Según todo esto, una expresión apocalíptica como la de Jesús en Mateo 24, “yo os aseguro que no pasará esta generación hasta que todo esto suceda…” debe entenderse más o menos de este modo: “hemos llegado a un estado de cosas que va a colapsar estrepitosamente pero en ello se verá el juicio de Dios y que sólo Él es fiel y sale vencedor.”
Esta interpretación parece bastante coherente además con los varios niveles de “colapso” que Jesús estaba a punto de enfrentar. Está el colapso del sistema judío, artificialmente sostenido por una casta sacerdotal incrédula, egoísta, intrigante y sólo pragmática: esto traería la ruina sobre Jerusalén. Está el colapso implícito en la muerte misma de Cristo, que es el rechazo por excelencia que el mundo le hace a Dios. Y está el colapso de los reinos de este mundo, pues precisamente queda demostrado que ni la racionalidd pagana ni las pretensiones del pueblo elegido son capaces de defender a un inocente. Sin duda, todos estos colapsos, todo este derrumbarse ruge con fuerza en el corazón de Jesucristo cuando predica en el capítulo 24 de san Mateo.

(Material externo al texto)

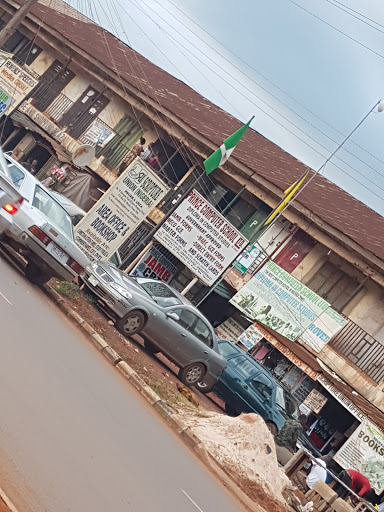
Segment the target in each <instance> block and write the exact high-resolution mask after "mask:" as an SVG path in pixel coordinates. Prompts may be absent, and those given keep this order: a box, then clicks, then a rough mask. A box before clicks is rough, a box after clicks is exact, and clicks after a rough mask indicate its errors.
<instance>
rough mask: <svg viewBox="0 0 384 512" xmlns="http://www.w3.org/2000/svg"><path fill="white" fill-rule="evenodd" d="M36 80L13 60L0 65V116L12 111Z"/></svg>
mask: <svg viewBox="0 0 384 512" xmlns="http://www.w3.org/2000/svg"><path fill="white" fill-rule="evenodd" d="M37 83H38V81H37V80H36V79H35V78H33V76H32V75H30V74H29V73H27V72H26V71H24V69H23V68H21V67H20V66H18V65H17V64H16V63H15V62H14V61H13V60H11V59H7V60H6V61H5V62H3V63H2V64H1V66H0V116H1V115H2V114H4V113H5V112H6V113H7V114H9V113H10V112H12V111H13V110H14V109H15V108H16V107H17V106H18V105H19V104H20V103H21V102H22V101H23V99H24V98H25V97H26V96H27V94H29V93H30V92H31V91H32V89H33V88H34V87H35V86H36V85H37Z"/></svg>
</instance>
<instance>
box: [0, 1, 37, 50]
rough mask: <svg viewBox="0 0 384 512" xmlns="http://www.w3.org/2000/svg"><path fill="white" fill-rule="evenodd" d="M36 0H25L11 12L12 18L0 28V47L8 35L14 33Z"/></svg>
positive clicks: (6, 40)
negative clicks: (20, 6)
mask: <svg viewBox="0 0 384 512" xmlns="http://www.w3.org/2000/svg"><path fill="white" fill-rule="evenodd" d="M37 1H38V0H26V1H25V3H24V4H23V5H22V6H21V7H19V9H18V10H17V11H16V12H15V14H13V16H12V18H11V19H10V20H9V21H8V23H6V24H5V25H4V27H3V28H2V29H1V30H0V48H2V47H3V46H4V44H5V42H6V41H7V40H8V39H9V37H10V36H11V35H12V34H13V33H14V31H15V30H16V28H17V27H18V26H19V25H20V23H21V22H22V21H23V20H24V18H25V17H26V16H27V15H28V13H29V11H30V10H31V8H32V6H33V5H35V4H36V3H37Z"/></svg>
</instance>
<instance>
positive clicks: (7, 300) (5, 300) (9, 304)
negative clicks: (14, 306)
mask: <svg viewBox="0 0 384 512" xmlns="http://www.w3.org/2000/svg"><path fill="white" fill-rule="evenodd" d="M0 296H1V297H3V299H4V300H5V302H8V304H9V305H10V306H13V304H12V302H9V300H8V299H7V297H6V296H5V295H3V294H2V293H1V292H0Z"/></svg>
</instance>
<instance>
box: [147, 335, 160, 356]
mask: <svg viewBox="0 0 384 512" xmlns="http://www.w3.org/2000/svg"><path fill="white" fill-rule="evenodd" d="M144 347H145V350H146V351H147V352H149V353H150V354H158V353H159V352H160V350H159V349H158V348H157V347H156V345H154V344H153V343H151V342H150V341H149V340H146V339H145V338H144Z"/></svg>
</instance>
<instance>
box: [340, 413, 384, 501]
mask: <svg viewBox="0 0 384 512" xmlns="http://www.w3.org/2000/svg"><path fill="white" fill-rule="evenodd" d="M334 460H335V462H337V463H338V464H339V465H340V466H341V467H342V468H343V469H354V470H356V471H359V472H360V473H362V474H363V475H365V476H366V477H367V478H368V480H369V482H370V484H371V486H372V487H373V488H374V489H375V491H376V492H378V493H380V492H381V491H382V490H383V489H384V435H383V433H382V432H381V431H380V430H379V429H378V428H376V427H375V426H374V425H372V423H370V422H369V421H368V420H366V419H365V420H364V421H363V422H362V423H361V424H360V425H359V426H358V427H357V429H356V430H355V431H354V433H353V434H352V435H351V437H350V438H349V439H348V440H347V441H346V442H345V443H344V444H343V446H342V447H341V448H340V450H339V451H338V452H337V453H336V455H335V456H334Z"/></svg>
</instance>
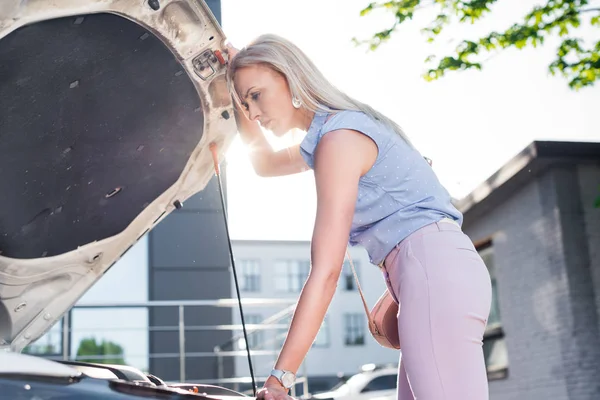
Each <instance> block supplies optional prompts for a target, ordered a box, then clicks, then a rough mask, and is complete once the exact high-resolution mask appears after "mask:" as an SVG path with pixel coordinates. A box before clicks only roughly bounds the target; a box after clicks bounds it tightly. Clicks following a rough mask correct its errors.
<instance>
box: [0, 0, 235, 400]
mask: <svg viewBox="0 0 600 400" xmlns="http://www.w3.org/2000/svg"><path fill="white" fill-rule="evenodd" d="M225 39H226V38H225V35H224V33H223V32H222V30H221V28H220V26H219V24H218V22H217V20H216V19H215V18H214V16H213V14H212V13H211V11H210V9H209V7H208V6H207V5H206V3H205V2H204V1H203V0H147V1H142V0H140V1H130V0H52V1H48V0H0V176H1V179H0V193H1V195H0V355H1V356H0V364H2V365H3V367H2V369H0V385H3V387H4V385H13V384H15V382H17V383H16V385H17V386H19V385H20V386H23V385H21V383H23V382H24V381H30V382H37V383H38V384H37V387H40V385H41V383H40V382H44V385H51V384H52V383H53V382H54V383H56V382H58V383H60V384H61V385H62V387H63V388H67V387H68V388H75V387H80V388H81V387H83V386H85V385H88V384H89V383H90V382H92V380H94V379H96V380H100V381H101V382H102V384H101V385H100V386H97V387H101V386H102V385H104V386H106V385H107V382H109V386H110V385H113V386H114V385H116V386H119V385H118V384H116V383H115V382H117V381H118V382H121V383H123V382H124V383H123V384H125V386H126V387H128V386H127V385H129V384H131V385H134V386H137V387H144V388H146V389H147V387H154V388H155V389H156V388H157V387H158V386H161V385H158V384H157V383H156V382H152V380H151V379H149V378H148V377H147V376H146V378H144V379H142V380H141V381H140V380H139V379H137V381H139V382H135V381H136V379H133V380H131V379H128V378H127V377H125V378H124V377H123V376H120V377H119V374H117V375H115V372H114V371H113V372H112V375H110V374H106V375H107V376H109V377H110V379H108V378H101V377H98V376H96V377H91V376H88V375H87V373H86V372H82V371H84V370H86V368H87V371H88V372H89V371H96V372H98V371H101V370H104V371H105V372H106V368H107V367H98V366H94V365H93V364H85V363H79V364H72V365H67V364H66V363H65V362H63V363H60V362H55V361H50V360H44V361H41V359H36V358H35V357H34V358H32V357H31V356H27V355H24V354H18V353H19V352H21V350H22V349H23V348H25V347H26V346H28V345H29V344H31V343H32V342H34V341H35V340H36V339H38V338H40V337H41V336H43V335H44V334H45V333H46V332H48V330H49V329H50V328H51V327H52V326H53V325H54V324H56V322H57V321H59V320H60V319H61V317H62V316H63V315H64V314H65V313H66V312H68V311H69V309H70V308H71V307H72V306H73V305H74V304H75V303H76V302H77V301H78V299H80V298H81V296H83V294H84V293H86V291H88V290H89V288H90V287H92V286H93V285H94V284H95V283H96V282H97V281H98V280H99V279H101V277H102V276H103V275H104V274H105V273H106V272H107V271H108V269H109V268H110V267H111V266H113V265H114V264H115V263H116V262H117V261H118V260H119V259H120V258H121V257H122V256H123V254H124V253H125V252H127V250H128V249H130V248H131V247H132V246H133V245H134V244H135V243H136V242H137V241H138V240H139V239H140V238H141V237H143V236H144V235H145V234H146V233H147V232H148V231H149V230H151V229H153V227H155V226H156V225H157V224H158V223H160V222H161V221H162V220H163V219H164V218H165V217H166V216H167V215H169V213H171V212H172V211H173V210H175V209H176V208H179V207H181V205H182V204H183V203H184V202H185V201H186V200H187V199H188V198H189V197H191V196H192V195H194V194H196V193H198V192H199V191H201V190H202V189H203V188H204V187H205V186H206V185H207V183H208V182H209V180H210V179H211V178H212V177H213V176H214V173H215V168H214V163H213V155H212V152H211V144H214V145H215V146H216V149H217V153H216V154H217V157H218V159H219V160H220V159H221V158H222V157H223V155H224V153H225V151H226V150H227V148H228V147H229V144H230V143H231V140H232V139H233V137H234V135H235V133H236V125H235V118H234V114H233V108H232V101H231V96H230V95H229V94H228V91H227V85H226V79H225V72H226V61H227V57H226V54H225V52H224V49H225ZM2 350H4V351H5V353H2ZM9 352H10V353H9ZM8 357H11V358H10V359H8ZM27 364H31V368H29V369H28V368H27V367H24V365H27ZM7 366H8V368H7ZM11 366H14V367H15V368H14V371H13V373H12V374H11V372H10V371H11ZM17 366H20V367H19V368H16V367H17ZM53 368H55V369H56V371H57V372H56V374H57V375H58V376H54V375H52V373H50V372H48V371H51V370H52V369H53ZM124 369H125V367H120V370H124ZM27 371H30V372H31V374H30V375H27ZM136 374H141V372H139V371H138V372H136ZM92 375H94V374H92ZM96 375H97V374H96ZM100 375H102V374H100ZM125 375H126V374H125ZM134 375H135V374H134ZM115 376H116V379H115ZM84 378H85V379H84ZM11 379H12V380H11ZM11 382H12V384H11ZM66 382H71V383H70V384H68V385H66ZM25 385H29V386H31V387H34V386H33V385H32V384H31V383H25ZM153 385H154V386H153ZM13 386H14V385H13ZM92 386H93V385H92ZM116 386H115V387H116ZM31 387H30V389H28V390H27V391H26V392H24V394H23V396H24V397H23V398H39V399H46V398H54V397H53V396H52V395H51V394H49V393H51V390H50V391H47V393H48V395H47V396H46V395H44V394H43V393H45V392H43V391H42V392H40V393H38V394H37V397H34V396H32V393H33V392H32V391H31V390H32V389H31ZM146 389H145V390H146ZM161 390H164V388H163V389H161ZM169 390H176V388H175V387H174V386H171V387H170V389H169ZM177 390H180V389H177ZM109 392H111V390H109ZM112 392H113V393H117V392H115V391H114V390H112ZM185 392H186V393H189V392H188V391H187V390H186V391H185ZM4 393H6V392H4ZM27 393H29V394H27ZM20 395H21V394H20ZM20 395H19V396H20ZM119 395H120V396H121V397H114V398H126V397H124V396H125V394H123V393H120V394H119ZM170 395H174V394H173V393H171V394H170ZM179 395H181V394H179ZM236 395H237V394H236ZM0 396H1V395H0ZM19 396H16V395H15V397H13V398H15V399H17V398H20V397H19ZM149 396H150V398H155V397H151V395H149ZM156 396H158V397H160V396H159V395H156ZM73 397H75V398H77V396H73ZM158 397H156V398H158ZM86 398H88V397H86ZM89 398H93V397H89ZM98 398H113V397H98ZM161 398H162V397H161ZM166 398H170V397H169V396H167V397H166ZM173 398H175V397H173Z"/></svg>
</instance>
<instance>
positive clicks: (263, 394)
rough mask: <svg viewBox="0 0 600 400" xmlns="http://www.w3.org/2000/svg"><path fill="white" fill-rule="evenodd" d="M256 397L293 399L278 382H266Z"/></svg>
mask: <svg viewBox="0 0 600 400" xmlns="http://www.w3.org/2000/svg"><path fill="white" fill-rule="evenodd" d="M256 398H257V399H258V400H291V399H293V398H292V397H291V396H289V395H288V394H287V391H286V390H285V389H284V388H283V387H282V386H281V385H278V384H274V383H269V382H267V383H265V386H263V387H262V388H261V389H260V390H259V391H258V392H257V393H256Z"/></svg>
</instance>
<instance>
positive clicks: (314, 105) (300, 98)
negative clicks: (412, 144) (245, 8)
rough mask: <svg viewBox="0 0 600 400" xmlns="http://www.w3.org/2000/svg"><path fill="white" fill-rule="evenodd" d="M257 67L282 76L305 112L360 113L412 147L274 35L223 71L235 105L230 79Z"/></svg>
mask: <svg viewBox="0 0 600 400" xmlns="http://www.w3.org/2000/svg"><path fill="white" fill-rule="evenodd" d="M257 64H262V65H265V66H267V67H269V68H271V69H273V70H274V71H277V72H279V73H280V74H282V75H283V76H284V77H285V78H286V80H287V82H288V85H289V88H290V92H291V94H292V98H298V99H300V101H301V102H302V105H303V106H304V107H305V108H306V109H308V110H310V111H312V112H329V113H336V112H339V111H342V110H352V111H362V112H364V113H365V114H366V115H368V116H369V117H371V118H372V119H374V120H377V121H380V122H382V123H383V124H385V125H387V126H388V127H389V128H391V129H392V130H393V131H394V132H396V133H397V134H398V135H400V136H401V137H402V139H404V140H405V141H406V143H408V144H409V145H411V146H412V144H411V142H410V140H409V139H408V137H407V136H406V135H405V134H404V132H403V131H402V129H401V128H400V126H398V125H397V124H396V123H395V122H394V121H392V120H391V119H389V118H387V117H386V116H385V115H383V114H381V113H380V112H378V111H376V110H375V109H373V108H372V107H370V106H369V105H367V104H364V103H361V102H359V101H357V100H355V99H353V98H352V97H350V96H348V95H347V94H345V93H344V92H342V91H341V90H339V89H338V88H336V87H335V86H334V85H332V84H331V83H330V82H329V81H328V80H327V79H326V78H325V76H323V74H322V73H321V71H319V69H318V68H317V67H316V66H315V64H314V63H313V62H312V61H311V60H310V59H309V58H308V56H307V55H306V54H305V53H304V52H303V51H302V50H300V49H299V48H298V47H297V46H296V45H294V44H293V43H292V42H290V41H289V40H287V39H284V38H282V37H280V36H277V35H274V34H266V35H261V36H259V37H258V38H256V39H255V40H254V41H252V42H251V43H250V44H249V45H248V46H247V47H245V48H243V49H241V50H240V51H239V52H238V53H237V55H236V56H235V57H234V58H233V60H232V62H231V64H230V66H229V68H228V71H227V85H228V88H229V91H230V93H231V95H232V96H233V98H234V101H236V102H237V104H238V105H240V104H241V99H240V98H239V95H238V93H237V91H236V90H235V87H234V84H233V77H234V76H235V73H236V71H237V70H238V69H240V68H243V67H247V66H251V65H257Z"/></svg>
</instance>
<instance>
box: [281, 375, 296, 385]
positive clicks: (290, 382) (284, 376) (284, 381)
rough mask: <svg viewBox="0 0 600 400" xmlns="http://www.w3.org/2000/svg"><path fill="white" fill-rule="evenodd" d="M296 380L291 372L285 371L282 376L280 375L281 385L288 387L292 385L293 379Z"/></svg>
mask: <svg viewBox="0 0 600 400" xmlns="http://www.w3.org/2000/svg"><path fill="white" fill-rule="evenodd" d="M295 380H296V377H295V376H294V374H293V373H291V372H286V373H285V374H283V376H282V377H281V383H283V386H285V387H287V388H290V387H292V385H293V384H294V381H295Z"/></svg>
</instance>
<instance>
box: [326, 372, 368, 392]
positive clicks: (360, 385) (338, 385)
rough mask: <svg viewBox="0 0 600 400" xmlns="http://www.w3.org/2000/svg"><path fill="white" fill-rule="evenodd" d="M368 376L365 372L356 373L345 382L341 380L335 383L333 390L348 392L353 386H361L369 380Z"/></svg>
mask: <svg viewBox="0 0 600 400" xmlns="http://www.w3.org/2000/svg"><path fill="white" fill-rule="evenodd" d="M367 380H368V378H367V376H366V375H365V374H356V375H353V376H351V377H350V379H348V380H347V381H345V382H340V383H338V384H337V385H335V386H334V387H333V388H332V389H331V391H335V392H343V393H347V392H349V391H351V389H352V388H356V387H360V386H362V385H364V384H365V383H366V382H367Z"/></svg>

Su lenguaje quiere describir con imágenes impresionantes la magnitud del rechazo al Dios que es Creador y Señor de todos, pero a la vez quiere reafirmar la única certeza imbatible: hay que aferrarse a Dios.
Así también Cristo mismo se aferró a la voluntad de Dios, nuestro Padre, y así soportó el derrumbarse mismo de su cuerpo, su vida, su misión y el mundo entero. Desnudo de todo, fiel en todo, descendió a lo más profundo de la tragedia humana, que es la incoherencia de rechazar al Dios que nos ama. Cristo aceptó ser el Dios rechazado y el Dios que no rechaza; aceptó ser el Hombre que paga por rechazar y el Hombre que quiere ser acogido y abrazado. Y así, como Dios verdadero y Hombre verdadero, Cristo fue de todo desposeído y en todo enriquecido: verdaderamente murió y verdaderamente resucitó. Amén.